His voice instantly sharpens. “Do does anyone have cancer?
“No. No one has cancer.
“Well, then, yes. It is a PPO (Preferred Provider Organization), it will be accepted everywhere.
But of course, that’s not the whole story, and when I ask why the provider she’s whipping isn’t listed on my doctor’s board of accepted insurance, she gets testy. “We are accepted by 80% of medical providers in the United States.” Ah. You can guarantee, in this scenario, that the 20% of doctors who don’t accept this sketchy insurance are in New York, where you can’t cough without someone billing you for $350 (£290) .

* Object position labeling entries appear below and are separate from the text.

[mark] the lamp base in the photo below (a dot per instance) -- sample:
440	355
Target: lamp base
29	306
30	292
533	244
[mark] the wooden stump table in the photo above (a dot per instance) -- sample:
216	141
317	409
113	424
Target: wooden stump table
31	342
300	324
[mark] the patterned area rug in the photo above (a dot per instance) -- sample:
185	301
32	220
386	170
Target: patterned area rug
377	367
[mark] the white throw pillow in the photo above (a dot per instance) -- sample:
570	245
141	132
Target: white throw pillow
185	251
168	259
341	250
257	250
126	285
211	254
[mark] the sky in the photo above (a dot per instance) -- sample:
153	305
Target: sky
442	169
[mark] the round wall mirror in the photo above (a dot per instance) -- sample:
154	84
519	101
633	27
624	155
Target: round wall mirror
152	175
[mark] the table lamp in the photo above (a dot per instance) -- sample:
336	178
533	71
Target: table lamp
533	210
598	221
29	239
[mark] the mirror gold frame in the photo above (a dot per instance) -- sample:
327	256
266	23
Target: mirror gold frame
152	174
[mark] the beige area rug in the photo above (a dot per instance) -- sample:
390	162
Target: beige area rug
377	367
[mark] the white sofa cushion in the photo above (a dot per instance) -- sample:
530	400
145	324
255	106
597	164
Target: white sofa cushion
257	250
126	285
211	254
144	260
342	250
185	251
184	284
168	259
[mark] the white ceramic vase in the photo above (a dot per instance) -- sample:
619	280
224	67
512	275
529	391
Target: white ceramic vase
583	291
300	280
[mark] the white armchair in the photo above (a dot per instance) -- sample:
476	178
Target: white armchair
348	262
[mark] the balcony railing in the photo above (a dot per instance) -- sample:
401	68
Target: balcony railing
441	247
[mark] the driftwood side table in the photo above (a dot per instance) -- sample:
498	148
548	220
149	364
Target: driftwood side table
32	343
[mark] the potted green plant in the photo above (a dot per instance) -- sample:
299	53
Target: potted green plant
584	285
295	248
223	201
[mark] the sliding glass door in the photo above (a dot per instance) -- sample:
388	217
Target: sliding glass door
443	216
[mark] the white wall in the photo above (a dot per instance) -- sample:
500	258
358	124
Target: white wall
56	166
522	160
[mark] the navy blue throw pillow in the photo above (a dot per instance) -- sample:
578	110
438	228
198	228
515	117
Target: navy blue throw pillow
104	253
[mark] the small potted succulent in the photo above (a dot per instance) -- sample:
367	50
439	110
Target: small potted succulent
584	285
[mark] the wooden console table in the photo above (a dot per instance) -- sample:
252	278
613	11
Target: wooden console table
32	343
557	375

In the midst of it all, I visit my wonderful primary care physician for my annual physical. She sympathizes with me and tries to find a workaround to outsmart my existing insurers. Public health policy in the US recommends routine colonoscopies for everyone over 45 – ha, you wouldn’t get that in Britain, I thought, when she told me about it l year, before checking my policy to find it wasn’t covered. A colonoscopy costs more than $5,000 (£4,130) in New York. “They just want you dead,” my doctor said grimly, a statement more blunt than I expected. But I guess on some level it’s true.
So this is it. Broken Britain or this hellscape? It’s a tough call. Today I’m going to pick up the phone to try to find a loophole in the system, a unicorn policy that covers both routine screenings and major medical events; one that, in an emergency, will bring an ambulance to my door in less than 10 minutes – assuming I’m not too terrified to call.